By law, Johnson holds the upper hand. Approval by the United Kingdom’s Parliament in Westminster is required for a referendum.
Of course, Sturgeon could follow the Catalan precedent and call an unsanctioned vote. But that would doom any prospect of an independent Scotland being admitted to the European Union. Spain, which forcibly suppressed Catalonia’s effort, wouldn’t stand for it.
So Johnson can just sit tight. Sturgeon and her Green allies can accuse him of “standing in direct opposition to the will of the Scottish people.” But it’s ultimately Johnson’s call.
He may, of course, decide that some sort of action is politically wise. Whether it’s flexibility or opportunism, Johnson has form when it comes to adjusting positions.
One of the ideas currently being talked about – albeit not by Johnson or Sturgeon – goes by the suitably ambiguous name of “devo max.”
Although details are imprecise, the essence is devolving more powers and control over domestic Scottish affairs to the Scottish Parliament. While Westminster would still be on the hook for supportive fiscal transfers, the decisions about spending the money would be made in Scotland.
Taken to its furthest point, devo max would reduce Westminster’s Scottish authority to nothing more than foreign affairs and defence. The Bank of England, though, would retain responsibility for acting as lender of last resort to Scotland.
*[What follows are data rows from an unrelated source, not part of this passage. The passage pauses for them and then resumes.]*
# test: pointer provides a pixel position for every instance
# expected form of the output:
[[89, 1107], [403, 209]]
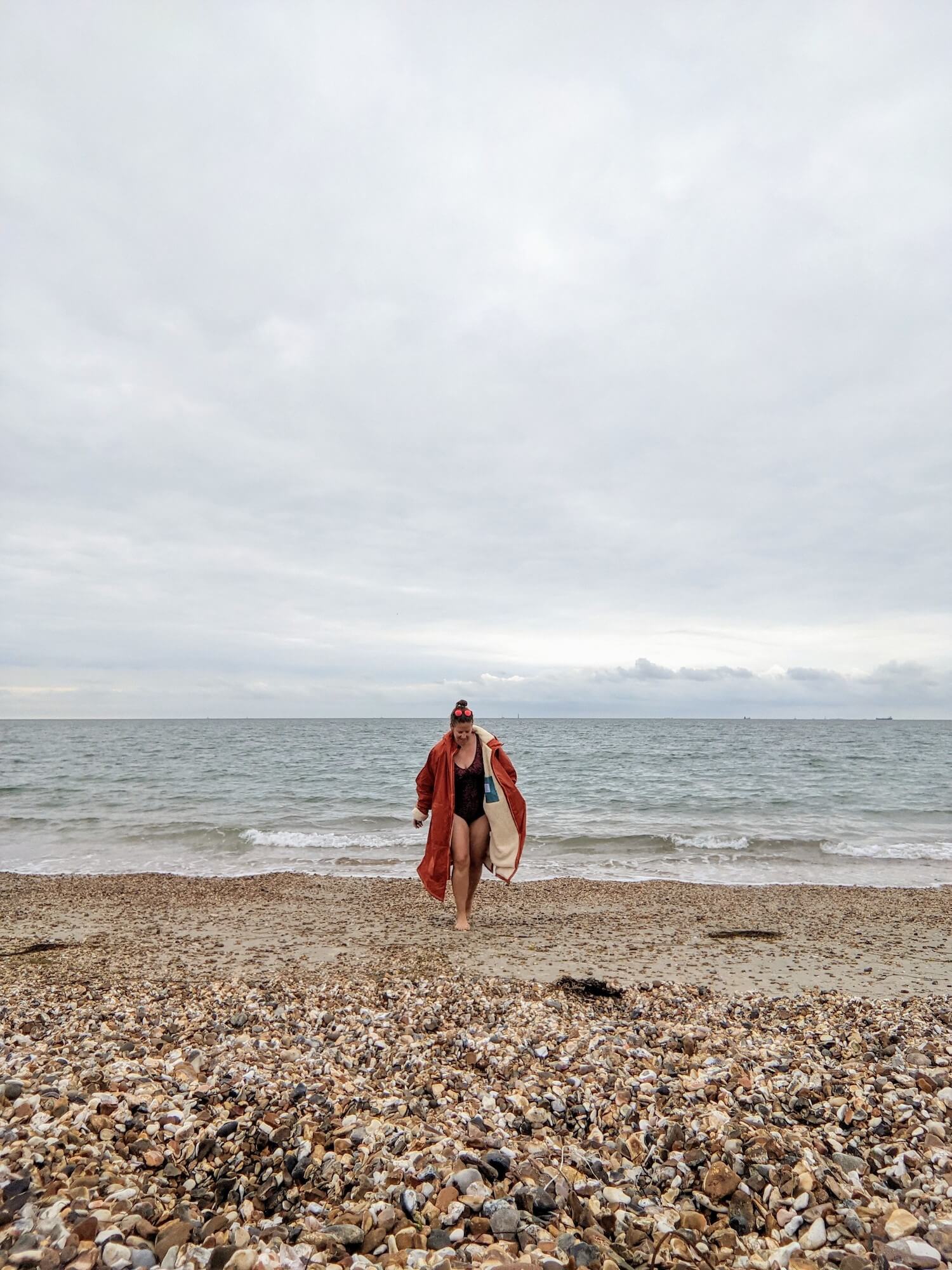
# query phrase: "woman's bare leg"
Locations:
[[479, 845], [460, 848]]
Purportedly, something along these lines will satisfy Scottish nationalists and the independence issue will go away. But that was also the argument for establishing the current Scottish Parliament in 1999.
To quote from the prior election manifesto of the former Labour government that introduced devolution: “The Union will be strengthened and the threat of separation removed.” If anything, it did the opposite, merely whetting the nationalist appetite for more.
Another idea making the rounds is that Westminster should insist on negotiating the details of Scottish independence before agreeing to a referendum. That way, Scottish voters would know what it entailed and Sturgeon wouldn’t be able to skate on the tricky bits. According to one proponent, “This would change the debate from being about the lofty idea of sovereignty to the cold realities of the situation.”
However, it’s hard to see this being practical. A full negotiation would take years and be subject to brinkmanship and rhetorical grandstanding on all sides.
At best, there might be mutual acknowledgement of a few major points. For instance, the currency arrangements for an independent Scotland and the status of any subsequent Bank of England responsibility. And the question of who’d pay state pensions to current Scottish beneficiaries. And the financial impact of ceasing all fiscal transfers.
Then there’s the elephant in the room, the element that rarely gets ventilated publicly.
Virtually all discussion proceeds from the premise that Scottish separation would be a major kick in the teeth for England. The English people, the argument goes, would generally feel diminished and rejected. It would be a huge psychological blow.
I believe that’s a dubious proposition.
Although some English people certainly have a strong emotional attachment to the union, I suspect that, for most, the attachment is skin deep. They’d get over it quickly.
Stir in the fact that Scotland’s secession would enhance the Conservatives’ majority position at Westminster and it’s clear that Johnson holds most of the cards. Not all, just most.